ICRA 2021 "Towards Precise and Efficient Image Guided Depth Completion"

Overview

PENet: Precise and Efficient Depth Completion

This repo is the PyTorch implementation of our paper to appear in ICRA2021 on "Towards Precise and Efficient Image Guided Depth Completion", developed by Mu Hu, Shuling Wang, Bin Li, Shiyu Ning, Li Fan, and Xiaojin Gong at Zhejiang University and Huawei Shanghai.

Create a new issue for any code-related questions. Feel free to direct me as well at [email protected] for any paper-related questions.

Results

  • The proposed full model ranks 1st in the KITTI depth completion online leaderboard at the time of submission.
  • It infers much faster than most of the top ranked methods.
  • Both ENet and PENet can be trained thoroughly on 2x11G GPU.
  • Our network is trained with the KITTI dataset alone, not pretrained on Cityscapes or other similar driving dataset (either synthetic or real).

Method

A Strong Two-branch Backbone

Revisiting the popular two-branch architecture

The two-branch backbone is designed to thoroughly exploit color-dominant and depth-dominant information from their respective branches and make the fusion of two modalities effective. Note that it is the depth prediction result obtained from the color-dominant branch that is input to the depth-dominant branch, not a guidance map like those in DeepLiDAR and FusionNet.

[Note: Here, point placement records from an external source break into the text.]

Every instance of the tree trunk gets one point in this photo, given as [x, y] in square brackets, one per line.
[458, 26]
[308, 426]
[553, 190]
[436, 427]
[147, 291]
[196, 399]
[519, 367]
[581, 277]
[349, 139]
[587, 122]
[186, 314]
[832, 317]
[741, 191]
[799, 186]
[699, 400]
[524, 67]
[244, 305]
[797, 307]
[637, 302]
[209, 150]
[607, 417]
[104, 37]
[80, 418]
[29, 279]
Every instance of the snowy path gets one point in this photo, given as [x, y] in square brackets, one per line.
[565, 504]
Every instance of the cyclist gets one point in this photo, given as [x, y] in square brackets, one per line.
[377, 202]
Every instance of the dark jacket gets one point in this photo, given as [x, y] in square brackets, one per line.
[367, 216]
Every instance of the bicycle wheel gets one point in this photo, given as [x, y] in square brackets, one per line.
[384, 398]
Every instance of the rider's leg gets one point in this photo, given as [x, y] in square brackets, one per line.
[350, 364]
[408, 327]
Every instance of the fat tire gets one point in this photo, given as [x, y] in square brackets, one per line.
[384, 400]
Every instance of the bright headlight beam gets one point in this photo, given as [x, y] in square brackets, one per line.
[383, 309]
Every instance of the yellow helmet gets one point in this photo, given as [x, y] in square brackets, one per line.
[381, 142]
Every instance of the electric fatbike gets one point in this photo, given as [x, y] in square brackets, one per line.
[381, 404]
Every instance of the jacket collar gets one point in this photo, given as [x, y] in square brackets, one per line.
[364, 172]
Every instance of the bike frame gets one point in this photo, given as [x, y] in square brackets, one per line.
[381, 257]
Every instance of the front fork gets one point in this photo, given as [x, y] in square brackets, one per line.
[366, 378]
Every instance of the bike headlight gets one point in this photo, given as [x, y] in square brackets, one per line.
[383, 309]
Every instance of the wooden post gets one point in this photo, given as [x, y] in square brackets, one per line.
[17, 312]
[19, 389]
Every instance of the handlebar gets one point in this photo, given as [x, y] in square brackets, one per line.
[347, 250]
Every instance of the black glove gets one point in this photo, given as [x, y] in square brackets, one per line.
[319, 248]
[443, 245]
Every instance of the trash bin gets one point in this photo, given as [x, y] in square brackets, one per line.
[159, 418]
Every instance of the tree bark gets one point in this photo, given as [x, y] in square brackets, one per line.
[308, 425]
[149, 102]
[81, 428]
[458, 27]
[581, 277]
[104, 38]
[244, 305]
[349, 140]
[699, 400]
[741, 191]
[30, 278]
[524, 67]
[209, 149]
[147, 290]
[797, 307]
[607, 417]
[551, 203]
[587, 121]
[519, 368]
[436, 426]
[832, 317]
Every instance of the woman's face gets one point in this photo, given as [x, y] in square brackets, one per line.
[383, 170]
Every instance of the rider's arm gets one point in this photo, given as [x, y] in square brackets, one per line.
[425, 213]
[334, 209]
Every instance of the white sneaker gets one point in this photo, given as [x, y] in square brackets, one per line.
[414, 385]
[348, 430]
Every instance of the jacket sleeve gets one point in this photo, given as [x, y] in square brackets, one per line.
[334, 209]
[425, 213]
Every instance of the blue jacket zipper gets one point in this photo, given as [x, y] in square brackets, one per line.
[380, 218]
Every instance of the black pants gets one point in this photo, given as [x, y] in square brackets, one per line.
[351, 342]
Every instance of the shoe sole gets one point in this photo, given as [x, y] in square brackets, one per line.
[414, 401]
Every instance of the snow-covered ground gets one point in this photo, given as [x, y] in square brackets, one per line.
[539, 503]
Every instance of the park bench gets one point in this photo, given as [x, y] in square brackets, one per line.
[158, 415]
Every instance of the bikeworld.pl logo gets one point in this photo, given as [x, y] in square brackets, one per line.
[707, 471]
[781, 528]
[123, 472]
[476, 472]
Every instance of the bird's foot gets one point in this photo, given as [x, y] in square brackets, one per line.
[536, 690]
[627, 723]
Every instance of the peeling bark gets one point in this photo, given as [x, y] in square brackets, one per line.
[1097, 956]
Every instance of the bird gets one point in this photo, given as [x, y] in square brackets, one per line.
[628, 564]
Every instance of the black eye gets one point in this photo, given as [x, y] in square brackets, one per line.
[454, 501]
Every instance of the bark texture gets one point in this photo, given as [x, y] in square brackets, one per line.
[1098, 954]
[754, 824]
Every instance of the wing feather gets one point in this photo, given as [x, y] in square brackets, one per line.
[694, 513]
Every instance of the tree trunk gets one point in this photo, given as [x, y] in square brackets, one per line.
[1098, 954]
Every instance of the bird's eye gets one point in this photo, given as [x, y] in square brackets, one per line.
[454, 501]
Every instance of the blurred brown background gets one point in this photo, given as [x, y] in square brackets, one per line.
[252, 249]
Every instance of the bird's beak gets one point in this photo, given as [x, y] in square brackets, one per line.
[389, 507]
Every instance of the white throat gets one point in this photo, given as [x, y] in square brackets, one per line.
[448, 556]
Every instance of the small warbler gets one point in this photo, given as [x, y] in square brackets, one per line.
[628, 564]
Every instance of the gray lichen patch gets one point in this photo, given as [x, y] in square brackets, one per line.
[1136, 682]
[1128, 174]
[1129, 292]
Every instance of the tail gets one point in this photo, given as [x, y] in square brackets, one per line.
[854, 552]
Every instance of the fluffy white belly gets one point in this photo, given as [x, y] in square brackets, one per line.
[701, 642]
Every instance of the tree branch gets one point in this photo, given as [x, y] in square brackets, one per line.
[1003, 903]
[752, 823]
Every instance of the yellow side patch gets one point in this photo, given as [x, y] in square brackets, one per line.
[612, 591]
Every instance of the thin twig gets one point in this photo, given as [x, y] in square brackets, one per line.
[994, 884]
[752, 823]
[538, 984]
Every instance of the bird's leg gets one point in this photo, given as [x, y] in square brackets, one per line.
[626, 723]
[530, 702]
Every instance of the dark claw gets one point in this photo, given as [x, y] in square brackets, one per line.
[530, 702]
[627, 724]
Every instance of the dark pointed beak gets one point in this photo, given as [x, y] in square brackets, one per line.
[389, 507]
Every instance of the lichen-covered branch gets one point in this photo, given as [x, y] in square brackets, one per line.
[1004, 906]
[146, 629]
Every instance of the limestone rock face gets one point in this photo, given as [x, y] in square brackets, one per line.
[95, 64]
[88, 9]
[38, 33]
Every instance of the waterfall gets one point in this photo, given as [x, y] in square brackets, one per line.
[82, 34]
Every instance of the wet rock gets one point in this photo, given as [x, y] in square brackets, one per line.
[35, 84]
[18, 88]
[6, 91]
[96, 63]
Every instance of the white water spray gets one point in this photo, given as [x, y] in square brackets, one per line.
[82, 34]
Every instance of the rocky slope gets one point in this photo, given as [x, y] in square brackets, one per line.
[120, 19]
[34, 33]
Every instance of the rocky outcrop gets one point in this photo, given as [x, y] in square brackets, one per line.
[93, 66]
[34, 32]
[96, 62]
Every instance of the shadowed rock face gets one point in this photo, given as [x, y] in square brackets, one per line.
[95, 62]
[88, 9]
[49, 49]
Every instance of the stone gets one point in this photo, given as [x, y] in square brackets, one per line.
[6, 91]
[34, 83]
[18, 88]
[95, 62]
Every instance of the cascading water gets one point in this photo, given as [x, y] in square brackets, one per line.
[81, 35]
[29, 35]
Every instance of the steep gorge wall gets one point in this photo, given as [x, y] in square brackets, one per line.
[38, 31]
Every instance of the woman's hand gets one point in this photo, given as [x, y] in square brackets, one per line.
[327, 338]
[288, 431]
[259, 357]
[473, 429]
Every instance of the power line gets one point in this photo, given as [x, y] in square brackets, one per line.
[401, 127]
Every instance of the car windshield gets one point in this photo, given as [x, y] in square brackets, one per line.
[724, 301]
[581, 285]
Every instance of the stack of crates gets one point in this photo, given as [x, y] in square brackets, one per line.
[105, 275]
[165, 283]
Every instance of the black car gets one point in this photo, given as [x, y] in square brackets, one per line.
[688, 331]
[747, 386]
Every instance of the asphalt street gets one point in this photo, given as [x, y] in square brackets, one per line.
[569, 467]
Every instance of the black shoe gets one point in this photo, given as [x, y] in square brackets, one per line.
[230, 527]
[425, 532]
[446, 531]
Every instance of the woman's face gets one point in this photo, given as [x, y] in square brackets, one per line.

Geometric convolutional Layer

To encode 3D geometric information, it simply augments a conventional convolutional layer via concatenating a 3D position map to the layer’s input.

Dilated and Accelerated CSPN++

Dilated CSPN

we introduce a dilation strategy similar to the well known dilated convolutions to enlarge the propagation neighborhoods.

Accelerated CSPN

we design an implementation that makes the propagation from each neighbor truly parallel, which greatly accelerates the propagation procedure.

Contents

  1. Dependency
  2. Data
  3. Trained Models
  4. Commands
  5. Citation

Dependency

Our released implementation is tested on.

  • Ubuntu 16.04
  • Python 3.7.4 (Anaconda 2019.10)
  • PyTorch 1.3.1 / torchvision 0.4.2
  • NVIDIA CUDA 10.0.130
  • 4x NVIDIA GTX 2080 Ti GPUs
pip install numpy matplotlib Pillow
pip install scikit-image
pip install opencv-contrib-python==3.4.2.17

Data

  • Download the KITTI Depth Dataset and KITTI Raw Dataset from their websites. The overall data directory is structured as follows:
├── kitti_depth
|   ├── depth
|   |   ├──data_depth_annotated
|   |   |  ├── train
|   |   |  ├── val
|   |   ├── data_depth_velodyne
|   |   |  ├── train
|   |   |  ├── val
|   |   ├── data_depth_selection
|   |   |  ├── test_depth_completion_anonymous
|   |   |  |── test_depth_prediction_anonymous
|   |   |  ├── val_selection_cropped
├── kitti_raw
|   ├── 2011_09_26
|   ├── 2011_09_28
|   ├── 2011_09_29
|   ├── 2011_09_30
|   ├── 2011_10_03

Trained Models

Download our pre-trained models:

Commands

A complete list of training options is available with

python main.py -h

Training

Training Pipeline

Here we adopt a multi-stage training strategy to train the backbone, DA-CSPN++, and the full model progressively. However, end-to-end training is feasible as well.

  1. Train ENet (Part Ⅰ)
CUDA_VISIBLE_DEVICES="0,1" python main.py -b 6 -n e
# -b for batch size
# -n for network model
  1. Train DA-CSPN++ (Part Ⅱ)
CUDA_VISIBLE_DEVICES="0,1" python main.py -b 6 -f -n pe --resume [enet-checkpoint-path]
# -f for freezing the parameters in the backbone
# --resume for initializing the parameters from the checkpoint
  1. Train PENet (Part Ⅲ)
CUDA_VISIBLE_DEVICES="0,1" python main.py -b 10 -n pe -he 160 -w 576 --resume [penet-checkpoint-path]
# -he, -w for the image size after random cropping

Evalution

CUDA_VISIBLE_DEVICES="0" python main.py -b 1 -n p --evaluate [enet-checkpoint-path]
CUDA_VISIBLE_DEVICES="0" python main.py -b 1 -n pe --evaluate [penet-checkpoint-path]
# test the trained model on the val_selection_cropped data

Test

CUDA_VISIBLE_DEVICES="0" python main.py -b 1 -n pe --evaluate [penet-checkpoint-path] --test
# generate and save results of the trained model on the test_depth_completion_anonymous data

Citation

If you use our code or method in your work, please cite the following:

@article{hu2020PENet,
	title={Towards Precise and Efficient Image Guided Depth Completion},
	author={Hu, Mu and Wang, Shuling and Li, Bin and Ning, Shiyu and Fan, Li and Gong, Xiaojin},
	booktitle={ICRA},
	year={2021}
}

Related Repositories

The original code framework is rendered from "Self-supervised Sparse-to-Dense: Self-supervised Depth Completion from LiDAR and Monocular Camera". It is developed by Fangchang Ma, Guilherme Venturelli Cavalheiro, and Sertac Karaman at MIT.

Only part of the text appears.